Der hatte einmal eine Geschichte geschrieben, in der sich der Erzähler weigert, eine Frau aus einer Mülltonne zu befreien, weil ihre Füße zu ungepflegt sind. Wegen dieser Geschichte, die, wenn überhaupt geschlechterpolitisch interpretierbar, als flammendes Pamphlet gegen die phallokratische Demütigung des weiblichen Geschlechts durch den Schönheitsterror der männlich dominierten Kosmetikindustrie gelten müßte, allenfalls als milde, also zustimmende Parodie eines solchen Pamphlets, forderten die autonomen Lesben Marburgs zum Boykott einer Lesung des liebenswerten Herrn Goldt auf. Er wird zensiert, aber die Burschenvillen strahlen im Glanz ihres erzreaktionären Firlefanzes.

Was ist bloß aus den Zöglingen des kritischen Professors Abendroth geworden? Was aus denen des amtierenden Linksintellektuellen Fülberth? Was ist das nur für ein entsetzliches Nest, in dem die linksradikale Inquisition flammenden Schwertes und ungepflegten Fußes den Geist tyrannisiert und den Humor vertreibt?

Der spätere Nazi Heidegger, 1921 bis 1928 Professor in Marburg und noch nicht Nazi, hat dieses Nest in einem lichten Moment treffender eingeschätzt als die gesamte Philisterbagage, die sich links, autonom oder sonstwie nennt, als er nämlich in einem merkwürdigen Superlativ von "mäßigstem Durchschnitt" sprach. Schon Wilhelm von Humboldt hatte Marburg als die "leicht ... häßlichste und unangenehmste Stadt, die man sich denken kann", geschildert. Und Karl Löwith, mit Heidegger nach Marburg gekommen und 1934 vor dessen Nazifreunden geflohen, war nicht weniger grantig ob dieser Provinznudel von Universitätsstadt: "Auch fehlte in Marburg die freie Luft der Freiburger Jahre, alles war muffiger und verfilzter und vorwiegend durch die Theologen bestimmt."

Noch ganz oben, beim Schloß, muffelt es gewaltig. Im Schloßgarten entdeckte ich einen Gedenkstein des Burschenbundkonvents für "unsere Toten 1939 bis 1945", unversehrt und keine Zweifel aufkommen lassend, welche Toten "unsere" sind. Dann nochmal ein Anwalt, in der letzten Villa vorm Schloß. Vielleicht leben die Anwälte ja von den Burschen, indem sie diese in Prozessen wegen der Auschwitzlüge vertreten, bezahlt von Ex-Burschenschaftlern und -Marinerichtern?
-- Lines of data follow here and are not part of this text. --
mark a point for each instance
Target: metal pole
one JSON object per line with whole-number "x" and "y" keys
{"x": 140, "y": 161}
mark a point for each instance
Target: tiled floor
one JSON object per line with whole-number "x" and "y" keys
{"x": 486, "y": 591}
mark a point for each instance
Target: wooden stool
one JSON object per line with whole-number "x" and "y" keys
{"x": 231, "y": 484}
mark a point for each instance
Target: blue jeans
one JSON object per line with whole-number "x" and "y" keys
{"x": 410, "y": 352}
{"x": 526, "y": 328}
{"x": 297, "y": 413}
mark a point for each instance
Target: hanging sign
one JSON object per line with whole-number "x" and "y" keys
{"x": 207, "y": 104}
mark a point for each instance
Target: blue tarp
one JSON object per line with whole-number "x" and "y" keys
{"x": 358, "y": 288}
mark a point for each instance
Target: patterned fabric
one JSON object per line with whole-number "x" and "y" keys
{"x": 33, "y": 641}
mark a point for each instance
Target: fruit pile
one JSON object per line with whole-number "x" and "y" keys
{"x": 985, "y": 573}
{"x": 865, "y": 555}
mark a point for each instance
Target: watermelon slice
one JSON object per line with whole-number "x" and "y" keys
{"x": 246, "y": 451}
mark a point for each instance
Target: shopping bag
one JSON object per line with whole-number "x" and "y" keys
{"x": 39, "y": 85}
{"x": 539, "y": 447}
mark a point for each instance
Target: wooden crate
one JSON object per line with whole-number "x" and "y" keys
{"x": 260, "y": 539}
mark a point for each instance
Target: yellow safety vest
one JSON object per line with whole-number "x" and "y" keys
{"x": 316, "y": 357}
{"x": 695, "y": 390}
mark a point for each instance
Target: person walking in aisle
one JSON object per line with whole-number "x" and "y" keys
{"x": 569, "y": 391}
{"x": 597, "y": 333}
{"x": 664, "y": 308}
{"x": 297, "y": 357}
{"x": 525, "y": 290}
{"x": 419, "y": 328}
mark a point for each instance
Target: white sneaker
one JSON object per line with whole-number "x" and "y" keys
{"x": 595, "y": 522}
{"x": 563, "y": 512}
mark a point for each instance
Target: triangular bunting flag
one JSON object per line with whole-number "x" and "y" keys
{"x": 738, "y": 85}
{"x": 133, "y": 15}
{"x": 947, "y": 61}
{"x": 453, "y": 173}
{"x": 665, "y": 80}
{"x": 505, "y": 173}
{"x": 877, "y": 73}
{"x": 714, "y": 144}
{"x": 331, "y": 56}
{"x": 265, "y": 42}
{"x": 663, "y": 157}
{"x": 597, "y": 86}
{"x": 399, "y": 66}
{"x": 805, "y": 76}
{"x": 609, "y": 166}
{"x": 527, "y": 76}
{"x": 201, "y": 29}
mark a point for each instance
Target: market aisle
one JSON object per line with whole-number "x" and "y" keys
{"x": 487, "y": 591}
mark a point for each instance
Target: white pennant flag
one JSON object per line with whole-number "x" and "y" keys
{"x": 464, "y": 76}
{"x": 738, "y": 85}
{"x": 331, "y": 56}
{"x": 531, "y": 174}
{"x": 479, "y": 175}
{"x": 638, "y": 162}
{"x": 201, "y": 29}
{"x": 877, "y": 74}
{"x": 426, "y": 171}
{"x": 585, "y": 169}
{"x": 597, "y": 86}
Noch eine letzte Frage: Warum entfernt niemand die riesigen pseudospätgotischen Spitzbögen in scheußlichem Rattengiftrosa, voller Warzen aus gichtigem Rauhputz, die die Marburger Freilichtbühne zur häßlichsten der westlichen Welt machen und das Bild des ansonsten manierlichen Schloßparks versauen? Die rosa Buttercrème aus dem Vetter rumort in meinem Magen beim Anblick dieser Geschmacklosigkeit, ich entsorge sie oral in den gepflegten Garten einer Burschenvilla, ein Akt der Verschmelzung von Kultur-, Gesellschafts-, Burschen- und Konditorkritik, den ich den letzten Kämpfern für eine bessere Welt in Marburg zur Nachahmung empfehle. Ich aber reise ab, mit der Regionalbahn über Treysa nach Kassel-Wilhelmshöhe und von dort in lebenswerte Welten.